(Reuters) – New European Union pest control rules will cut South Africa’s orange exports to Europe by 20% this year, threatening thousands of jobs, the Citrus Growers Association (CGA) has said.
The new measures imposed by the EU last June require enhanced cold treatment for citrus exports due to concerns over False Codling Moth, a pest commonly found in sub-Saharan Africa, and Citrus Black Spot.
“Current estimates are that around 20% of oranges produced for Europe will not be shipped this year because of the new regulations,” CGA president Justin Chadwick said in a statement.
“This means that approximately 80,000 tons of oranges might not make it to European supermarket shelves,” he said.
South Africa is the world’s second largest citrus exporter after Spain and sold 32% of its oranges into the European market last year, according to the country’s Perishable Products Export Control Board.
The CGA wants South Africa to discuss the new pest regulations at a joint meeting of African Union and EU agriculture ministers to be held in Rome on June 30.
Chadwick said the new EU rules, which require all South African oranges destined for Europe to be pre-cooled to below 2 degrees Celsius (35.6°F) for 20 days before shipment were “unfair and discriminatory” and would require $75 million investment in new cold storage technology and capacity.
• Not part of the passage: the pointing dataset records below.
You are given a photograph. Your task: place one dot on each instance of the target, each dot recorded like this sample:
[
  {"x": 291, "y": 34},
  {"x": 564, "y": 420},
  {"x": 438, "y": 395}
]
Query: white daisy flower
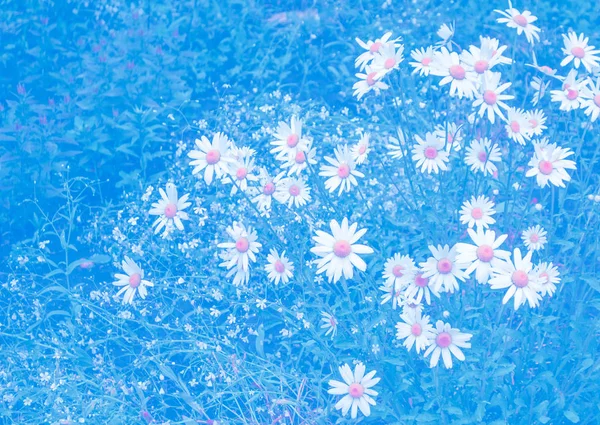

“The CGA remains of the view that the new regulations have no basis in science and prescribes cold treatment that simply isn’t warranted,” Chadwick said.
The industry has presented “clear evidence” that its current False Codling Moth risk management system is highly effective and ensures that 99.9% of oranges entering the EU are pest free, he added.
Reduced orange exports into the EU market would result in a 500 million rand ($26.83 million) loss to growers, who lost 200 million rand when the rules were introduced midway through the 2022 export season, according to the CGA.